JAKARTA - Direktorat Tindak Pidana Tertentu (Dittipidter) Bareskrim Polri saat ini sedang mengusut kasus dugaan manipulasi data ekspor komoditas sawit lewat modus under invoicing.
Kombes Pol. Setyo K. Heriyatno selaku Kasubdit 1 Dittipidter Bareskrim Polri memberikan penjelasan di Jakarta pada hari Sabtu, bahwa dalam rangkaian penanganan kasus ini, aparat kepolisian telah menggeledah salah satu perusahaan eksportir sawit.
“Tim penyidik Subdit 1 Dittipidter Bareskrim Polri melakukan penggeledahan di kantor PT MMS yang berada di Jalan Ampera IV, Pademangan, Jakarta Utara,” katanya tanpa merinci kapan hal itu dilakukan.
Bukan hanya kantor operasionalnya saja, aparat kepolisian juga menyisir gudang milik korporasi tersebut yang terletak di area pergudangan Laksana, Pakuhaji, Kabupaten Tangerang, Banten, pada hari Kamis (29/5).
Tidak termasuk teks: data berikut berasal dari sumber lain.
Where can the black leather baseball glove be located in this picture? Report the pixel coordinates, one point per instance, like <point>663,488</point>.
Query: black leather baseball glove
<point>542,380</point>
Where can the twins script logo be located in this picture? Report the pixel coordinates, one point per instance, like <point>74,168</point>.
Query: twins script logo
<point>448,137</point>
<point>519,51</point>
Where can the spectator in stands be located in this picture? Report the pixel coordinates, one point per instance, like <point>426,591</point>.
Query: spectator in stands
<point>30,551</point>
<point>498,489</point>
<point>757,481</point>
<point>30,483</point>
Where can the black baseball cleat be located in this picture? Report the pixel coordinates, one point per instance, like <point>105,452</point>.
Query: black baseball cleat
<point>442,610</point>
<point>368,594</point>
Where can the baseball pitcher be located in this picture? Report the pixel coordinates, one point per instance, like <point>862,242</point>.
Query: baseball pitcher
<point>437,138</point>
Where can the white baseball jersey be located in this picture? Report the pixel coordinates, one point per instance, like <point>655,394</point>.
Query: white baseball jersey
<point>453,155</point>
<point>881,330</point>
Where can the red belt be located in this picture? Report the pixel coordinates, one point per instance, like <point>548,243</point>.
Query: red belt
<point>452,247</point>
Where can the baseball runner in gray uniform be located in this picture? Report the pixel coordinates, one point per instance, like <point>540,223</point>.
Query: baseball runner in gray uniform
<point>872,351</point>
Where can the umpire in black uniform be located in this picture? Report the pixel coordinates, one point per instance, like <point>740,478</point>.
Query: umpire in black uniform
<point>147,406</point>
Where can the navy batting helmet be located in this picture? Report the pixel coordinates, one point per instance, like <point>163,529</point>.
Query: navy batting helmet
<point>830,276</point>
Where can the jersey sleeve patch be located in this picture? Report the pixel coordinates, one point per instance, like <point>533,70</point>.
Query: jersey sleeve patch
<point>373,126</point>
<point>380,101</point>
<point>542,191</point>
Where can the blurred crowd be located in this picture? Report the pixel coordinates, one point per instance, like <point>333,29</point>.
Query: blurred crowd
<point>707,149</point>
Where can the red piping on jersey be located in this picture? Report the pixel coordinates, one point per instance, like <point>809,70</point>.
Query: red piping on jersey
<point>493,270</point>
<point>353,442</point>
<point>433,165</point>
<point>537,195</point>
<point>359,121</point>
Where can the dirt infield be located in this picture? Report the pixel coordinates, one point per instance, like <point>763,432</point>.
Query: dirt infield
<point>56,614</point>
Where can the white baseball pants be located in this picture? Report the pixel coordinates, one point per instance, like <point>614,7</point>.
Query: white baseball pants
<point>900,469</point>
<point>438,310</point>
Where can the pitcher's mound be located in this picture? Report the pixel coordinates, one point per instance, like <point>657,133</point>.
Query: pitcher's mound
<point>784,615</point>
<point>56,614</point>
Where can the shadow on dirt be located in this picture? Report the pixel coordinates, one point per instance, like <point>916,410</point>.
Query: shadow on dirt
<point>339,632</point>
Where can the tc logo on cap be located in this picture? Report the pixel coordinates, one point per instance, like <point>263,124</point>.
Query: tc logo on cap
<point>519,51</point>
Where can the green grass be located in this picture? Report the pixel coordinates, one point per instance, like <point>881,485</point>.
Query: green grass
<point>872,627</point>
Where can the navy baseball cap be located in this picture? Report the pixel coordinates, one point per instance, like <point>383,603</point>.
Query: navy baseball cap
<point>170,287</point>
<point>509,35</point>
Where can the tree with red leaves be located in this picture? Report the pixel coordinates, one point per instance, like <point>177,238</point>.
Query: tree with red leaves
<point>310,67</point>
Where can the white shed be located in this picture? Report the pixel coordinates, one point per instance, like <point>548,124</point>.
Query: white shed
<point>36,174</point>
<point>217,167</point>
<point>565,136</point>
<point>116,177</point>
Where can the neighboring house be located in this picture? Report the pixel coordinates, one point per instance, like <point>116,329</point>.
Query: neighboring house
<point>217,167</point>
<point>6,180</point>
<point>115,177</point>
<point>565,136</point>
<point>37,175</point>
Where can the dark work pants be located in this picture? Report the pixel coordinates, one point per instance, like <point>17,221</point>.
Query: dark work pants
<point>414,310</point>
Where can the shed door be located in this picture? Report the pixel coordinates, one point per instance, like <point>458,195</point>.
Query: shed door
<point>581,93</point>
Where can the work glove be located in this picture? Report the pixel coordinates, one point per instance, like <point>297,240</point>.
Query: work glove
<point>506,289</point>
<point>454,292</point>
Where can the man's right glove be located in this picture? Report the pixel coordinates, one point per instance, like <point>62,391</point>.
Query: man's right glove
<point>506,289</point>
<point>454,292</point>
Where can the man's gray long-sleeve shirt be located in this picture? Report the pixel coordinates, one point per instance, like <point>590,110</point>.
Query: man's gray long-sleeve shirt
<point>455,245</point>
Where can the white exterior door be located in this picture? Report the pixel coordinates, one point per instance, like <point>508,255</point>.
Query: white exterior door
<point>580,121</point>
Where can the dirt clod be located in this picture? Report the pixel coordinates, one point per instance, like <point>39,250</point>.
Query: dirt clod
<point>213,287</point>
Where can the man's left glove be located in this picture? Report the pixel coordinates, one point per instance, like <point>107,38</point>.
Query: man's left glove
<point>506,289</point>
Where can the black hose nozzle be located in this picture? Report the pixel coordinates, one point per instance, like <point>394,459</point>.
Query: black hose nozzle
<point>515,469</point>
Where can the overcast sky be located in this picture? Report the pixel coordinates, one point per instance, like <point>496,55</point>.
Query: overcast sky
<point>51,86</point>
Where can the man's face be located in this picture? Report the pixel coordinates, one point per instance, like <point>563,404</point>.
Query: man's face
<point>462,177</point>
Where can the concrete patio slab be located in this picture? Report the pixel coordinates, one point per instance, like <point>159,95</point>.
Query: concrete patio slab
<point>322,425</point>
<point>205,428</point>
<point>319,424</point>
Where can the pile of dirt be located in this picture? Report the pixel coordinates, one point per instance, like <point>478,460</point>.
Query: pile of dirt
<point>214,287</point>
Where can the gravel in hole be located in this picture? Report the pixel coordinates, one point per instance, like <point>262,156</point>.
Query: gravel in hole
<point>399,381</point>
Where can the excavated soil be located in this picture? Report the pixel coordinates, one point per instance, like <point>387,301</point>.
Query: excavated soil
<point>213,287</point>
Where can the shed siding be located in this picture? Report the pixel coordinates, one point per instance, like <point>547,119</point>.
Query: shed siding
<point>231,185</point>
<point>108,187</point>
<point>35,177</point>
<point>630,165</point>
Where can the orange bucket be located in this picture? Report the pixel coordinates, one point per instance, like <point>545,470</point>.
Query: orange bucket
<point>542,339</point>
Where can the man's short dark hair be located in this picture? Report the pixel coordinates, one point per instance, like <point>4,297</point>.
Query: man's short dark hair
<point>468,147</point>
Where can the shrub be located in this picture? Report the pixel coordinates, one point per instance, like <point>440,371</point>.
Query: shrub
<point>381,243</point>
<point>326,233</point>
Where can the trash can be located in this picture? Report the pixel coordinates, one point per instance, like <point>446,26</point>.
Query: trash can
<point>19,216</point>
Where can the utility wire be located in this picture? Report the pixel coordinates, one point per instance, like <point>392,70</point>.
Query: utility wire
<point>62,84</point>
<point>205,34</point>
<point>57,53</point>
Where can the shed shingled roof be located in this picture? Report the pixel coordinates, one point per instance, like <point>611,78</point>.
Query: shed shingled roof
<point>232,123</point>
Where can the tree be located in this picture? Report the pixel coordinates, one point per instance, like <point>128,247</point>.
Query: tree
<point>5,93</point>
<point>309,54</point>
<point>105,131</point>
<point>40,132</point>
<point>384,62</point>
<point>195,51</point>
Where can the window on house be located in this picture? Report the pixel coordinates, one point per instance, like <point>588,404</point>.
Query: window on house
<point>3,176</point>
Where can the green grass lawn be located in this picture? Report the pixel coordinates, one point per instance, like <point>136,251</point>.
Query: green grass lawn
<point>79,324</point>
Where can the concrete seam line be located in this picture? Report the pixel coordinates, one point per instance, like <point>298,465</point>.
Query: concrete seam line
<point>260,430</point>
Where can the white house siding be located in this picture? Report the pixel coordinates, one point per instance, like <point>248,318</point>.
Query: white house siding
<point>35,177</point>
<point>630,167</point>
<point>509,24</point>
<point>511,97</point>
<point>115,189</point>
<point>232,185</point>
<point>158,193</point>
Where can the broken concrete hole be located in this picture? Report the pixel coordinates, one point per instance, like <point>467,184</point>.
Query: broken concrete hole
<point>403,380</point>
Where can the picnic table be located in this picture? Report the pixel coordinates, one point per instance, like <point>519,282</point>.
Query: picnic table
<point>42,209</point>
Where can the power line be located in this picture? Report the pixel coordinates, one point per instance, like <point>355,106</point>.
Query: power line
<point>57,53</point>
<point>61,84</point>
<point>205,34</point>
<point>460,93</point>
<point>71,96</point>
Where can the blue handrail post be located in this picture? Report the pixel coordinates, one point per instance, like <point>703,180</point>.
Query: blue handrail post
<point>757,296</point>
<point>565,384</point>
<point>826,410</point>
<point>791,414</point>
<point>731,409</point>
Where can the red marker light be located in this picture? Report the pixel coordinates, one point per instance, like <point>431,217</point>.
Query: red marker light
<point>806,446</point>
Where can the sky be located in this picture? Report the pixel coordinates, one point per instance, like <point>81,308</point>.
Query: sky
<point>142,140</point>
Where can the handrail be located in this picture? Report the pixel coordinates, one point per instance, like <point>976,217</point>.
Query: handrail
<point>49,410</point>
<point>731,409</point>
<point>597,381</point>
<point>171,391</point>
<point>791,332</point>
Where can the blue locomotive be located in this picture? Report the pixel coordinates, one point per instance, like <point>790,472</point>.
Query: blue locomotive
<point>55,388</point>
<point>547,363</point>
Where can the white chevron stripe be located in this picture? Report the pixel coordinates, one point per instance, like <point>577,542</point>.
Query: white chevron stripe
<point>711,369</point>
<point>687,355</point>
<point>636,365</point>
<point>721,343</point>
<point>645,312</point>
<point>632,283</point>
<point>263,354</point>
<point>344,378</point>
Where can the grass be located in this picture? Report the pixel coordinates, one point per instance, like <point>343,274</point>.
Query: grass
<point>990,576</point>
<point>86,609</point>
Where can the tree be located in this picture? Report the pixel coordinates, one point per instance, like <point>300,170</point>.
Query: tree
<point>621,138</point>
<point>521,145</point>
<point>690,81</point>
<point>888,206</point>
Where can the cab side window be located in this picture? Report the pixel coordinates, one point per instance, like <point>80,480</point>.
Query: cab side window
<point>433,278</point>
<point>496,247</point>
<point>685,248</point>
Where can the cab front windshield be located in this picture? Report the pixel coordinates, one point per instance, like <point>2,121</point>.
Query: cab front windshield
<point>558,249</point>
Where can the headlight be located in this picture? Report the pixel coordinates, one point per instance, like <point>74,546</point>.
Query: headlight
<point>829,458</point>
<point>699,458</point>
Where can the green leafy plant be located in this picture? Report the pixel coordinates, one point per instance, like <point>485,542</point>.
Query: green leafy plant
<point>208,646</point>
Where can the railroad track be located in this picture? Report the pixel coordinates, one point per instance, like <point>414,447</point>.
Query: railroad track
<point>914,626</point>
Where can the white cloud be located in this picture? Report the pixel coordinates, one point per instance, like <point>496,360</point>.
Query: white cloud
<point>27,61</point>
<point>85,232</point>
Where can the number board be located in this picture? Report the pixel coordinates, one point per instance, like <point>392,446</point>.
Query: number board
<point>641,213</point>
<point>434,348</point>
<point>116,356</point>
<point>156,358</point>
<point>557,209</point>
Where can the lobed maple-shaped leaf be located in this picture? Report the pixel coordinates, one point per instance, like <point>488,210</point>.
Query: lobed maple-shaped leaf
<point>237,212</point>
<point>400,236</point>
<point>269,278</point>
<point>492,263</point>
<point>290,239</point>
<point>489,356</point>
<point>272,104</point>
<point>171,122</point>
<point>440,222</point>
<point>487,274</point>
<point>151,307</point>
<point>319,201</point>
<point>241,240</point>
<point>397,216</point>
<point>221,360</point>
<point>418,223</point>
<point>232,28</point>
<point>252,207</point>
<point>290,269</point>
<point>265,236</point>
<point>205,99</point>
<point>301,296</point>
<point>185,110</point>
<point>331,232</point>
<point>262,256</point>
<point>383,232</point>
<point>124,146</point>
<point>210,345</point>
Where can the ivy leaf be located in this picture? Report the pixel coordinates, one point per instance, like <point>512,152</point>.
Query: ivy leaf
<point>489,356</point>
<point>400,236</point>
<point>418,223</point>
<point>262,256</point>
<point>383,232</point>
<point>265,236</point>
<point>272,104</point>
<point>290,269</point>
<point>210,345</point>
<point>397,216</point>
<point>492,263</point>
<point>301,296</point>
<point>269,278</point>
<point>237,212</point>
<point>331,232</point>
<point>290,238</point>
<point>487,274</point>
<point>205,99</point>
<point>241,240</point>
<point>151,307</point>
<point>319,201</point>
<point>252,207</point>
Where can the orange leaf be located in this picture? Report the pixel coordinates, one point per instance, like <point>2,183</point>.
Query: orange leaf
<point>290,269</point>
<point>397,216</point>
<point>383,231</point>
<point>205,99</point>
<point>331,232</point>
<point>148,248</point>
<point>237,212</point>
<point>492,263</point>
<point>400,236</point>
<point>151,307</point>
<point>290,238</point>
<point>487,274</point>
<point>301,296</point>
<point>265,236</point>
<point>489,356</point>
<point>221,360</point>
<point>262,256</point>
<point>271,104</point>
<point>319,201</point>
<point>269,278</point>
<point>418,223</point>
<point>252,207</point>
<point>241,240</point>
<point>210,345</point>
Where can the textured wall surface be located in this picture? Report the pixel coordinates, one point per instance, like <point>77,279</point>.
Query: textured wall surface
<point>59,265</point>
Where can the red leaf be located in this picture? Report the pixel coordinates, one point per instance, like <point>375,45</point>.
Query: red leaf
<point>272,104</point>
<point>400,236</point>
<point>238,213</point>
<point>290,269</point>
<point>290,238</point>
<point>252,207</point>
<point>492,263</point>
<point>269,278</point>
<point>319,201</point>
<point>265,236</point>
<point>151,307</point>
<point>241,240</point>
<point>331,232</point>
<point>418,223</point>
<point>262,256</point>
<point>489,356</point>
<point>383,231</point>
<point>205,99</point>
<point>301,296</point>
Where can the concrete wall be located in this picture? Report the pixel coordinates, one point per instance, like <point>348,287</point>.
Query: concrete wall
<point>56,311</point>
Melalui tindakan penggeledahan tersebut, ia menyebutkan bahwa aparat menyita bermacam-macam barang bukti yang disinyalir kuat punya keterkaitan dengan operasional ekspor korporasi, seperti berkas internal korporasi, berkas invoice, berkas Pemberitahuan Ekspor Barang (PEB), sampai beberapa unit CPU komputer.
Ia memaparkan bahwa langkah penggeledahan ini bertujuan untuk membedah lebih dalam indikasi praktik rekayasa data ekspor demi memangkas nilai asli dari komoditas ekspor sawit atau under invoicing.
Aktivitas ilegal tersebut disinyalir memiliki potensi memicu kerugian finansial negara akibat angka transaksi ekspor yang dicantumkan tidak sejalan dengan realitas di lapangan.
Untuk sekarang, ia menegaskan bahwa pihak kepolisian masih terus melakukan analisis mendalam atas seluruh berkas serta barang bukti yang sudah dibawa.
“Kami masih melakukan pemeriksaan dan pendalaman terhadap dokumen-dokumen yang ditemukan saat penggeledahan untuk mengungkap dugaan tindak pidana yang terjadi,” ucapnya.